A screenshot of NBC's video player. Captured is a frame from an episode of 30 Rock. Six captions are displayed in a vertical stack to the right of the video content.NBC’s non-traditional approach to captioning raises some pretty obvious usability red flags:

  • Separation: Because captions have been removed from the video canvas, users are required to shuttle back and forth between caption and visual display. While every user of captions has to learn how to move seamlessly between caption and visual content (regardless of interface), the NBC interface requires users to travel visually off the video canvas in order to read captions, and then return again to the video. This process, when repeated countless times, can be disorienting and tiring. The user is required to integrate two separate displays as they evolve and change, sometimes rapidly. It’s easy to miss what’s happening on the video screen while tracking the scrolling captions. Typically, captions are integrated with video content because they float on top of — and become part of — the video display. The user is not required to turn her gaze from the viewing area onto another visual display in order to read, process, and map captions onto the visual field. With NBC’s player, however, captions and video content remain cut off from each other. (I suspect that separation also disrupts the practice of lip reading, which is an important tool for cognitively fitting captions and video together.)

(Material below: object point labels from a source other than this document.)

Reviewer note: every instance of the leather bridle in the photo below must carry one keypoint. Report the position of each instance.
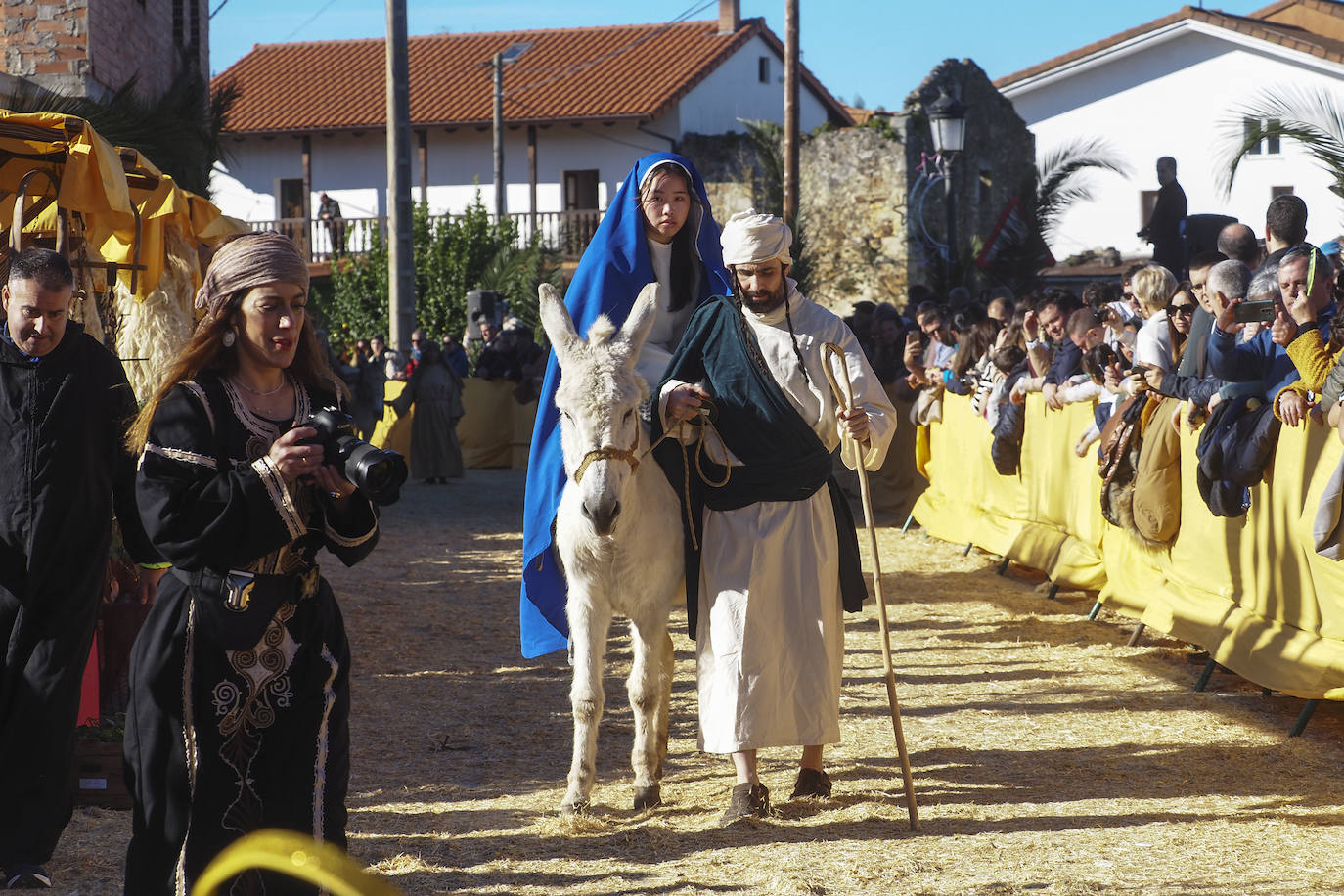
(609, 453)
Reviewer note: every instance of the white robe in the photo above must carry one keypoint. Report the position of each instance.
(770, 632)
(668, 326)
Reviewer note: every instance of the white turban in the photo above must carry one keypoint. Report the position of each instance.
(750, 238)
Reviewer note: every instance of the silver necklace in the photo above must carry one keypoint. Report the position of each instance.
(284, 381)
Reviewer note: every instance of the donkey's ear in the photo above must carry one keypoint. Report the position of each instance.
(556, 320)
(640, 321)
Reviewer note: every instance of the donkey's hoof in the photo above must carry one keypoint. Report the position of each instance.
(648, 797)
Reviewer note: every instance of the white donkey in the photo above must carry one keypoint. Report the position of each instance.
(618, 533)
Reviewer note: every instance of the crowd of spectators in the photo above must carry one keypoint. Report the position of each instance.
(1235, 340)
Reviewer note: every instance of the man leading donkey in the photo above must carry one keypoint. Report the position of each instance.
(773, 558)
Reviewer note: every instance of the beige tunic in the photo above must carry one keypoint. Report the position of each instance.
(770, 633)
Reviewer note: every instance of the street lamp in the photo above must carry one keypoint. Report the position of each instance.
(948, 119)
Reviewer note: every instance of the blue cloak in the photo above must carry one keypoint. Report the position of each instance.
(613, 270)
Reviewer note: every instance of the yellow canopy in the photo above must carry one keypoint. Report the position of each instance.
(115, 191)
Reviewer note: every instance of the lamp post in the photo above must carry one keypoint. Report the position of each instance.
(948, 119)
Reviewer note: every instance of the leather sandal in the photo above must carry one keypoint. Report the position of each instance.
(812, 784)
(749, 801)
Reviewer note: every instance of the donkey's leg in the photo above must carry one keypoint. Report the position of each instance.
(664, 701)
(646, 687)
(589, 625)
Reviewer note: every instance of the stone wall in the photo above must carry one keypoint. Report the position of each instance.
(94, 47)
(998, 164)
(852, 216)
(858, 236)
(734, 177)
(47, 42)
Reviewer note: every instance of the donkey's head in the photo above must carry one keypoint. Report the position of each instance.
(599, 399)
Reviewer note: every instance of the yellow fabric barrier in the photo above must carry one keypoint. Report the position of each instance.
(1251, 590)
(495, 428)
(394, 430)
(1049, 517)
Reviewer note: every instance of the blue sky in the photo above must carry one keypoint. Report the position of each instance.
(877, 50)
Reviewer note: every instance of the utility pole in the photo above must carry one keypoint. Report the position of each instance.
(790, 112)
(401, 272)
(498, 64)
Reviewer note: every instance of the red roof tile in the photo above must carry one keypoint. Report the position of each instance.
(571, 74)
(1309, 25)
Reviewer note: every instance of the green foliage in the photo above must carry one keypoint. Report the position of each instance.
(1315, 118)
(766, 139)
(452, 255)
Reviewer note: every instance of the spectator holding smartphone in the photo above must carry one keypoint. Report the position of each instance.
(1308, 302)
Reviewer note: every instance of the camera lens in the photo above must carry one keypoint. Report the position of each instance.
(377, 473)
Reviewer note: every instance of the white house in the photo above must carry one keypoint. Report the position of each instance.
(1175, 87)
(579, 105)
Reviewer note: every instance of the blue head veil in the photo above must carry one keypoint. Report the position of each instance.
(613, 270)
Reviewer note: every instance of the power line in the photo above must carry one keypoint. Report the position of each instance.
(589, 64)
(594, 133)
(308, 22)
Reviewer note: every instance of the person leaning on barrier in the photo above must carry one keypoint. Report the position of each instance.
(1046, 326)
(1226, 281)
(1308, 302)
(1312, 352)
(67, 406)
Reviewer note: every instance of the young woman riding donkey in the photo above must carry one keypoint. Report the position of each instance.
(617, 531)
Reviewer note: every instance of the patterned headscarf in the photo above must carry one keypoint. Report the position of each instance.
(248, 261)
(750, 238)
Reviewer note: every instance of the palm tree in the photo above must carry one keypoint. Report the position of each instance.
(1059, 179)
(1311, 117)
(1059, 184)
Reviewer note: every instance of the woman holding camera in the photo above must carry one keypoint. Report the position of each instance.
(240, 684)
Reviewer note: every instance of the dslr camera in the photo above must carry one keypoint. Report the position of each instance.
(376, 471)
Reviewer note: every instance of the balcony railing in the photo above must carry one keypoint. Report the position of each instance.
(566, 233)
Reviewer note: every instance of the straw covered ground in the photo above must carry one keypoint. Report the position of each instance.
(1049, 756)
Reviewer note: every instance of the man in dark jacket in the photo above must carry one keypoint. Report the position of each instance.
(1163, 227)
(65, 410)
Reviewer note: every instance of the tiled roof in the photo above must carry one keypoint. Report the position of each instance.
(1315, 27)
(567, 74)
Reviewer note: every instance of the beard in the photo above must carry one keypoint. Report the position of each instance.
(764, 301)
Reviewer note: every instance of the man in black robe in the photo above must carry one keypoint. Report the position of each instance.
(1163, 229)
(62, 424)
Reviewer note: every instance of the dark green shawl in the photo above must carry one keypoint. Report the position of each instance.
(783, 458)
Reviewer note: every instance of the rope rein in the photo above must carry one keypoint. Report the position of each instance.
(609, 453)
(703, 421)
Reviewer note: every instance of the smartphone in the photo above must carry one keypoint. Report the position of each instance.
(1253, 312)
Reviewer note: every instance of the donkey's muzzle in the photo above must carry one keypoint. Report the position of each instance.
(603, 514)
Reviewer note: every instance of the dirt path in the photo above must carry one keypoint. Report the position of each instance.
(1049, 756)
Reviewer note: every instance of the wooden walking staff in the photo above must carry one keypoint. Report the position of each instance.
(844, 396)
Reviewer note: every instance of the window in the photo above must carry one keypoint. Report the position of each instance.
(1268, 147)
(1146, 203)
(581, 190)
(290, 198)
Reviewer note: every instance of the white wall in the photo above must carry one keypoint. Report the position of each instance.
(1178, 98)
(733, 92)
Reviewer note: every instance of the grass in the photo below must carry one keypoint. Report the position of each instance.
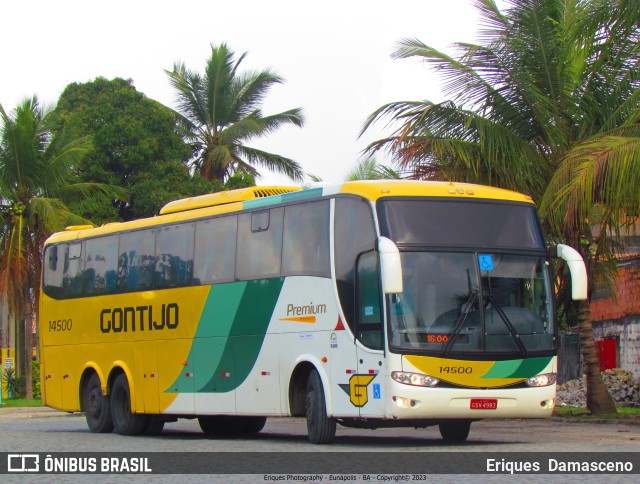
(21, 402)
(582, 413)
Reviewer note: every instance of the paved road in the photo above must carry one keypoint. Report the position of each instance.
(46, 430)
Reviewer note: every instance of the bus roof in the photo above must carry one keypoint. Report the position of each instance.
(256, 197)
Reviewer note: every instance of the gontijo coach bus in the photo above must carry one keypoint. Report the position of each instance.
(369, 304)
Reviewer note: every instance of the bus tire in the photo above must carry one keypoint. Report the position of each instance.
(96, 407)
(455, 431)
(124, 421)
(321, 428)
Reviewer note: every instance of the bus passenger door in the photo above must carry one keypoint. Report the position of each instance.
(368, 388)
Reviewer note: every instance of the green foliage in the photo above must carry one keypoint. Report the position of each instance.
(37, 188)
(221, 112)
(35, 379)
(548, 104)
(22, 402)
(137, 145)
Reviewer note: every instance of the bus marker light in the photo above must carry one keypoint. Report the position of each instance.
(404, 402)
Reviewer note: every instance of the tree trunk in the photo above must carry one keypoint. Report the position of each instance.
(599, 401)
(28, 348)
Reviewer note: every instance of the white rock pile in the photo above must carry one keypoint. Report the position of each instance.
(623, 388)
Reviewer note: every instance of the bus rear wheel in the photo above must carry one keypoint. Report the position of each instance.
(125, 422)
(455, 431)
(321, 428)
(96, 407)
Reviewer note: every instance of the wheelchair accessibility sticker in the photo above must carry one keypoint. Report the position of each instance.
(486, 262)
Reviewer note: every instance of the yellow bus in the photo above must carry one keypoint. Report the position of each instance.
(366, 304)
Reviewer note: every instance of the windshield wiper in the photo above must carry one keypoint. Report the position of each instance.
(466, 309)
(508, 324)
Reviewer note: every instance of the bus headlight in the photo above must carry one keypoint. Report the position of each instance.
(416, 379)
(543, 380)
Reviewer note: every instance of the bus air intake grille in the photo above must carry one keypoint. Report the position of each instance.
(223, 198)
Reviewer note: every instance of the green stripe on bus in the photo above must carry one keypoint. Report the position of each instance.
(531, 367)
(525, 368)
(230, 334)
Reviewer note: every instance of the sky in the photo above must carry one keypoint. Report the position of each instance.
(335, 57)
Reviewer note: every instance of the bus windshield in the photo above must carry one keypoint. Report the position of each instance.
(472, 302)
(475, 278)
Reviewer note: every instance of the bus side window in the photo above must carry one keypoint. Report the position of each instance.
(215, 253)
(72, 280)
(354, 235)
(101, 265)
(136, 260)
(259, 244)
(306, 240)
(54, 270)
(369, 320)
(174, 256)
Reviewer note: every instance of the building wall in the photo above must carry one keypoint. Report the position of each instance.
(620, 318)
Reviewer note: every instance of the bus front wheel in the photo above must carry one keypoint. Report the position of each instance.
(321, 428)
(125, 422)
(455, 431)
(96, 407)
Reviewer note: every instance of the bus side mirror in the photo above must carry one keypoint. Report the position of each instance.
(391, 268)
(577, 269)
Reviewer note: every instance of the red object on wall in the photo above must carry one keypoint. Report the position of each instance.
(607, 353)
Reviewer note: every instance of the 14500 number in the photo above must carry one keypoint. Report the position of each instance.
(456, 369)
(60, 325)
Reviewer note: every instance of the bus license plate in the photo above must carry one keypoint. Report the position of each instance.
(483, 404)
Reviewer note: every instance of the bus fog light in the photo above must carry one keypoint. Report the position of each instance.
(548, 403)
(415, 379)
(543, 380)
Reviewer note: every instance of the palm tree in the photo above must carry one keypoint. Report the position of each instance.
(36, 179)
(220, 112)
(548, 104)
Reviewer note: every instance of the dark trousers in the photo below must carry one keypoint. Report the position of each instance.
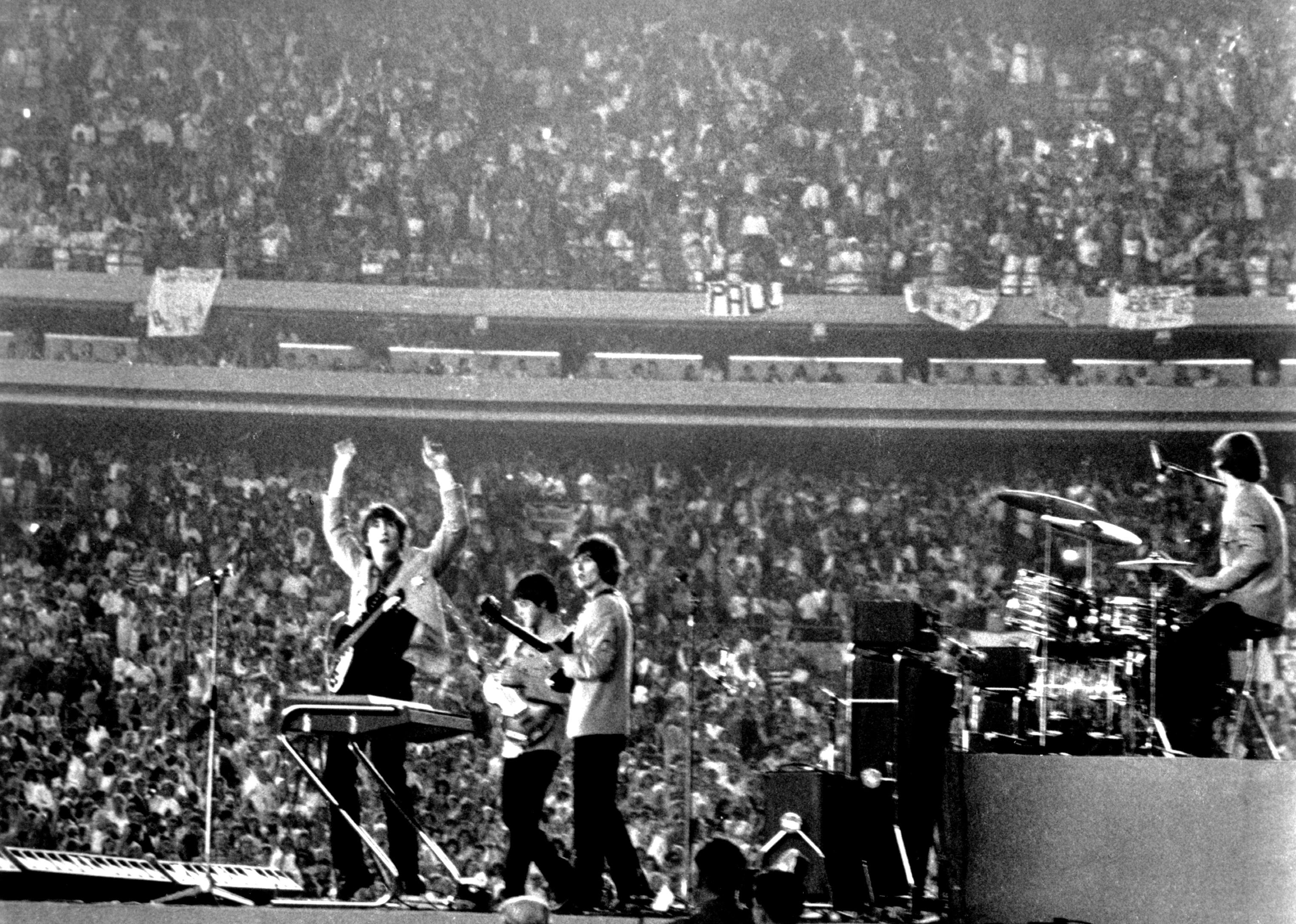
(340, 775)
(1194, 673)
(527, 779)
(600, 831)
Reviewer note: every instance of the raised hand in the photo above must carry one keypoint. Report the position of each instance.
(435, 456)
(345, 451)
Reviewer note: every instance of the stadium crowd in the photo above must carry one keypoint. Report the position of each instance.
(105, 628)
(655, 147)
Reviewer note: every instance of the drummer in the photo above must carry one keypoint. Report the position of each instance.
(1246, 599)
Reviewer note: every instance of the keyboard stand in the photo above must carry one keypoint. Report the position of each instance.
(433, 848)
(387, 869)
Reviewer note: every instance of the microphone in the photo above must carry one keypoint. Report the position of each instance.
(217, 576)
(1158, 462)
(975, 654)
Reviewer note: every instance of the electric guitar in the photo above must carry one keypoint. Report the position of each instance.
(348, 637)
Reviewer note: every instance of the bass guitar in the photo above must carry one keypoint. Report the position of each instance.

  • Synchronization: NBC’s caption feed was intended to be used within the seamless environment of television, where captions can be perfectly synchronized with speech and other sounds. On the web, bandwidth and other differences (e.g. computer processor speeds) can interfere with the synchronization of captions, especially when captions have been moved off-site to a separate scrolling frame. In the screenshot above, for example, “Liz” is identified as the speaker of the fourth caption from the top, because she is speaking while the video shows another character on the phone. This technique works well (indeed, it is standard practice) when captions are perfectly synchronized, but when they are not (as is the case here), or when the user has to move back and forth repeatedly from video to caption scroll, the identifier (“Liz”) is little consolation to a user who may have to work much harder than usual to match out-of-sync captions with specific speakers.
  • Wayfinding: When the user must negotiate a long, scrolling bank of captions (six in the screenshot above), it’s easy to lose one’s way, especially when the caption bank is moving rapidly, has been separated from the video content, and spans a length greater the length of the video frame itself. Rather than negotiate two or three lines of captions (as is standard), the user must try following a towering, bloated bank of moving captions, with few identifiers and less than perfect synchronization.

Captions on the side may simply take some getting used to. But I’m highly skeptical. I’d be interested in finding out how well other users of captions negotiate this territory, especially very young users who are learning to read. My concern is that captions on the side overly complicate a cognitive process that should be intuitive, simple, and efficient. For young users of captions, the focus should be on the intuitive integration of video with caption, not on learning to negotiate a bloated multi-display interface.